Vitte lembra que a questão da segurança na América Latina envolve múltiplas dimensões – a começar por sua estrutura histórica. “Desde a chegada dos europeus no século 16, há sociedades extremamente violentas”, lembra. “O crime organizado é uma faceta perversa da violência que influencia fortemente a vida cotidiana. Então, a segurança pública ligada à criminalidade vai ocupando cada vez mais o topo da agenda política, porque a sensação de insegurança nas diferentes sociedades latino-americanas é realmente muito evidente”, complementa. Segundo a professora, os Estados apelam à repressão como solução, mas o que ocorre é a criação de uma insegurança multifatorial. “Esses grupos criminosos vão se infiltrando na nossa sociedade, impactando nossas vidas.”
A orientadora aponta que a tese de Blum representa uma importante contribuição aos estudos de geografia. “Trata-se de um tema difícil, que envolve segurança, grupos criminosos e disponibilidade de dados”, lembra a docente. Para chegar aos resultados, o pesquisador enfrentou, por exemplo, desafios quanto à obtenção de informações oficiais, que em muitos dos países analisados não refletem a realidade. Blum recorreu a documentos de governos, órgãos legislativos, tratados internacionais e imprensa. “A mídia ajuda a contrapor o discurso oficial. Deixa evidente algum detalhe que não estava presente nos dados oficiais”, afirmou.
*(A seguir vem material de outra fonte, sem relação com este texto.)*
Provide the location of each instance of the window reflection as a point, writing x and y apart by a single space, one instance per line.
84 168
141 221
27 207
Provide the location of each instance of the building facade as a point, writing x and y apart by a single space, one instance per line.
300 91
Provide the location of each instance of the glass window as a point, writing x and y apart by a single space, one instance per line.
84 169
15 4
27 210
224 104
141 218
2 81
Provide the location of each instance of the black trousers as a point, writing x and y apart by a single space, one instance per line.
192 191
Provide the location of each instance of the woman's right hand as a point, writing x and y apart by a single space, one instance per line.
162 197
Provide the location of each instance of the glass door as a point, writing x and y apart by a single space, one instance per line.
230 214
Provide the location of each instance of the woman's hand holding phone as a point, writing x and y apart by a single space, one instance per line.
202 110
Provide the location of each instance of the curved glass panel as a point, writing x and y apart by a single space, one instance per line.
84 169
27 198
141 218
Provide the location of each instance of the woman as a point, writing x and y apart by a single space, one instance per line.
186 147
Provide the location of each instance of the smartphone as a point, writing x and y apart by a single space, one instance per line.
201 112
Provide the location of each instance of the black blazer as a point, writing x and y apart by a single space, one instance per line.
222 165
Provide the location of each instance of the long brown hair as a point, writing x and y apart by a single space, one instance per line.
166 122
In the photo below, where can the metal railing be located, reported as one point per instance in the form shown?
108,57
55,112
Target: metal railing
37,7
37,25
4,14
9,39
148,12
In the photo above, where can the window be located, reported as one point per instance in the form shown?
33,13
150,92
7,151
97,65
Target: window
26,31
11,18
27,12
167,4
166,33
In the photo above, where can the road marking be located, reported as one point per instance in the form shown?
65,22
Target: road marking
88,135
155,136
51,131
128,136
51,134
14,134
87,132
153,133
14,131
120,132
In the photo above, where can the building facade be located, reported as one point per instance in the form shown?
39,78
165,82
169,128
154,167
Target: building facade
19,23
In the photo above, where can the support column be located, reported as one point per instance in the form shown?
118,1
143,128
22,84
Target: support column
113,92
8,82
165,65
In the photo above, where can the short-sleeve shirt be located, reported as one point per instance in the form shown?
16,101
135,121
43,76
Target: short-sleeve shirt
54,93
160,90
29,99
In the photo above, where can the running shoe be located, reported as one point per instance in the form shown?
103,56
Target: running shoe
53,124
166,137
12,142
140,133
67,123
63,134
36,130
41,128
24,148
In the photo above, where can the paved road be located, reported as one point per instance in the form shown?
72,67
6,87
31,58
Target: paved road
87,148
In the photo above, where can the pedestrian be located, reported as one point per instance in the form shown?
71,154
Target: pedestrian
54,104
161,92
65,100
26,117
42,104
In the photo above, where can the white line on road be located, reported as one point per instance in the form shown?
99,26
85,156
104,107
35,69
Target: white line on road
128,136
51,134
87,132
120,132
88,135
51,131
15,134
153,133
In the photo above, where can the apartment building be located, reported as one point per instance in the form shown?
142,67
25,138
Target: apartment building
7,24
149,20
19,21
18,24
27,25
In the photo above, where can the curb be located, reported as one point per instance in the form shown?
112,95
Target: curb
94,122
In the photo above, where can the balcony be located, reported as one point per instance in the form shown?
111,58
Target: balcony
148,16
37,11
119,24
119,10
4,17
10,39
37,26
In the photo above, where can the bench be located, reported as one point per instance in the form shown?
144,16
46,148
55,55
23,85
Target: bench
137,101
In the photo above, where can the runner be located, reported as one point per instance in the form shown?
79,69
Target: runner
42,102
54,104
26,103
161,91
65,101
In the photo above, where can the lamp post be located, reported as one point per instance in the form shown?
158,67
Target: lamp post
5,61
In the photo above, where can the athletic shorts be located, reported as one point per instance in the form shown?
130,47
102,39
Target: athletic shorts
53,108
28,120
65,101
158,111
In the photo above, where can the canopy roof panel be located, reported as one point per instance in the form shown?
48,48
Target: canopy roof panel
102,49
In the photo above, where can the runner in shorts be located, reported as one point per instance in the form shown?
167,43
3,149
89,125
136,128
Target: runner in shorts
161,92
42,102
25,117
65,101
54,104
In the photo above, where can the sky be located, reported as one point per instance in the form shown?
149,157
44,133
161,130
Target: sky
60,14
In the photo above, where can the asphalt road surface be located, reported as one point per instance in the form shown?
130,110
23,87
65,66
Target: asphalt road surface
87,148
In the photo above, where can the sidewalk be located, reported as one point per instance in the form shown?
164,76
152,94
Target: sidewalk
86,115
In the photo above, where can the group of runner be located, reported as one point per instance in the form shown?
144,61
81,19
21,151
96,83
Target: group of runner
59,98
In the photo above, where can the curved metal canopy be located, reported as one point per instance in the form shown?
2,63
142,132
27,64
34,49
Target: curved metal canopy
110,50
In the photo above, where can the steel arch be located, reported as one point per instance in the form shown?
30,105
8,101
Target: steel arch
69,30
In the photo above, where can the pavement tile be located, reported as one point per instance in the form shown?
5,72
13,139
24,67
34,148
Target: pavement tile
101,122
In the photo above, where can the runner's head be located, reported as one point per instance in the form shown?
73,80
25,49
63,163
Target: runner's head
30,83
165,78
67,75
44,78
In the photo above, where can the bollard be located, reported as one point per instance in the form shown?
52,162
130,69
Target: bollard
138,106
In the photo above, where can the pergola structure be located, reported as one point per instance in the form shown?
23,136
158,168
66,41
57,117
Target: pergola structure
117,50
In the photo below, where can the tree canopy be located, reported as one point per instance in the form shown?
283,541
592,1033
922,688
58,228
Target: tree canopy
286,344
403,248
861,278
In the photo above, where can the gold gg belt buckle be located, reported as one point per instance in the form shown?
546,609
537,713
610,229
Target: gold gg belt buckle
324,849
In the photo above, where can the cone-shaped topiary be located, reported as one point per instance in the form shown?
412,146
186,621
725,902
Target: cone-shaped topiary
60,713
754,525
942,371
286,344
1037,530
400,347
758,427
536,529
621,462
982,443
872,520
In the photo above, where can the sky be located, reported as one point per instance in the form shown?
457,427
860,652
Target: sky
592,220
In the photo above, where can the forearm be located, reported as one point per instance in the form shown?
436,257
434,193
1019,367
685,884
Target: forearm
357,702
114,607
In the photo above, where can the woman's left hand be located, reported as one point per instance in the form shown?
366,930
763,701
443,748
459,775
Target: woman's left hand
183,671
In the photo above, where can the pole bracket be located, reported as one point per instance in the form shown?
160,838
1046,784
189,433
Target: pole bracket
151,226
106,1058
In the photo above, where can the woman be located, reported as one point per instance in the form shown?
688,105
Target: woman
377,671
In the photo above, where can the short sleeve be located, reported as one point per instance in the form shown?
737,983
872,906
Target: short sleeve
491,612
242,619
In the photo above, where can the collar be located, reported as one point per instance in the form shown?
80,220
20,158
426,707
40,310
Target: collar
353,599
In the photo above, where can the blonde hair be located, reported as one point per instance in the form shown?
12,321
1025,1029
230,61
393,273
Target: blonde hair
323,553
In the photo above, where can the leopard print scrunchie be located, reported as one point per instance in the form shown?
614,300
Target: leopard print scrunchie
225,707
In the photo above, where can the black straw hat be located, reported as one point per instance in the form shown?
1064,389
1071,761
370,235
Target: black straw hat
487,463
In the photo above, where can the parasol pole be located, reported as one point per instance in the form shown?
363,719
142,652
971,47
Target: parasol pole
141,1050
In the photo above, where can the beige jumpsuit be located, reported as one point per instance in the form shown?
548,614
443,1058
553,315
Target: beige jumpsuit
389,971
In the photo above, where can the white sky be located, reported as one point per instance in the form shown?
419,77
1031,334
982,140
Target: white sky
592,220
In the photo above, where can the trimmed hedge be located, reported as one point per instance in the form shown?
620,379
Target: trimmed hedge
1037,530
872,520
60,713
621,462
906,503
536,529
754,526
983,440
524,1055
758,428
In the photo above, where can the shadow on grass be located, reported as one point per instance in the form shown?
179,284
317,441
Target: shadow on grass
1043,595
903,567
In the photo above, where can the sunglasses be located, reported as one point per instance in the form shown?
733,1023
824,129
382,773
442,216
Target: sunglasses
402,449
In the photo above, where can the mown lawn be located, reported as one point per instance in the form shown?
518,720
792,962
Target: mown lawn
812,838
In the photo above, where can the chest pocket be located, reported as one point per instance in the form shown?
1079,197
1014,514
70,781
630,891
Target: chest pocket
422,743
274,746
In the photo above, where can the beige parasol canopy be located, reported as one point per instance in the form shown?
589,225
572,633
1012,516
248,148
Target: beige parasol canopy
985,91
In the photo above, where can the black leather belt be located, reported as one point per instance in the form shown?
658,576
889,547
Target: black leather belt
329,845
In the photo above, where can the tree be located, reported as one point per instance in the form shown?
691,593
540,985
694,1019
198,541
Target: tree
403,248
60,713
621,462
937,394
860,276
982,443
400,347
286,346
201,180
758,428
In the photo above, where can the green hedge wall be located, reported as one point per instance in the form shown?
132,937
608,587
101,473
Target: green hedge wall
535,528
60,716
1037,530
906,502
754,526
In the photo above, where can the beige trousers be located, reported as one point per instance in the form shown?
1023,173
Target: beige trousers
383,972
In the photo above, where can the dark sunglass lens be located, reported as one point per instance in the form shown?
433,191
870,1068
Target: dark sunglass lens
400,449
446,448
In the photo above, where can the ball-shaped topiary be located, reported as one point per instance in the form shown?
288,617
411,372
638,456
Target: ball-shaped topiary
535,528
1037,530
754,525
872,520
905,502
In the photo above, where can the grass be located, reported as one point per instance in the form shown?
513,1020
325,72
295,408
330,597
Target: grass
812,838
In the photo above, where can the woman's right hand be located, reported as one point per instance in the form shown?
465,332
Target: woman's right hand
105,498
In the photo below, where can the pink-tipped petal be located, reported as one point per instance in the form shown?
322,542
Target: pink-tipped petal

Segundo o pesquisador, o descrédito das instituições de segurança nos países em foco diz respeito principalmente à impunidade. “Os Estados justificam um maior investimento não nas instituições que deveriam cuidar do caso criminal, mas naquelas ligadas a ações repressivas. Qualquer tipo de manifestação é visto como subversão e tratada de forma a ser desmobilizada”, alerta Blum. O pesquisador cita o exemplo do Chile, em que os carabineiros – o equivalente à polícia militar brasileira – muitas vezes atiravam nos olhos dos manifestantes usando balas de borracha. “Com esse tipo de munição, respeitam-se as regras internacionais sobre não usar armas de fogo. Isso ajuda a entender o tipo de violência política que temos na América Latina”, explica.
O estudo foi desenvolvido no âmbito do Grupo das Relações Internacionais: Estado, Economia, Território e Integração Regional, sob liderança de Vitte. “Tentamos fazer uma interlocução do campo disciplinar da geografia, em uma perspectiva política e econômica, com o campo das relações internacionais”, explica a orientadora. O grupo foca temas relacionados à incidência territorial, tendo a América Latina como recorte, e sua agenda de pesquisa compõe-se de estudos sobre processos de integração regional, infraestrutura, segurança e defesa, desenvolvimento econômico, recursos naturais e energéticos, geopolítica dos alimentos, governança ambiental e urbanização.
Durante seu doutorado, Blum obteve financiamento da Coordenação de Aperfeiçoamento de Pessoal de Nível Superior (Capes) em dois momentos diferentes. Um deles enquanto realizou seus estudos no IG e outro durante um estágio de seis meses na Universidade de Coimbra, em Portugal, pelo Programa Institucional de Internacionalização (Capes-Print). No país europeu, o pesquisador investigou os riscos geopolíticos, sob supervisão de João Luís Fernandes, professor do Departamento de Geografia e Turismo daquela instituição. Blum segue atuando como pesquisador convidado do Centro de Estudos Interdisciplinares do referido departamento.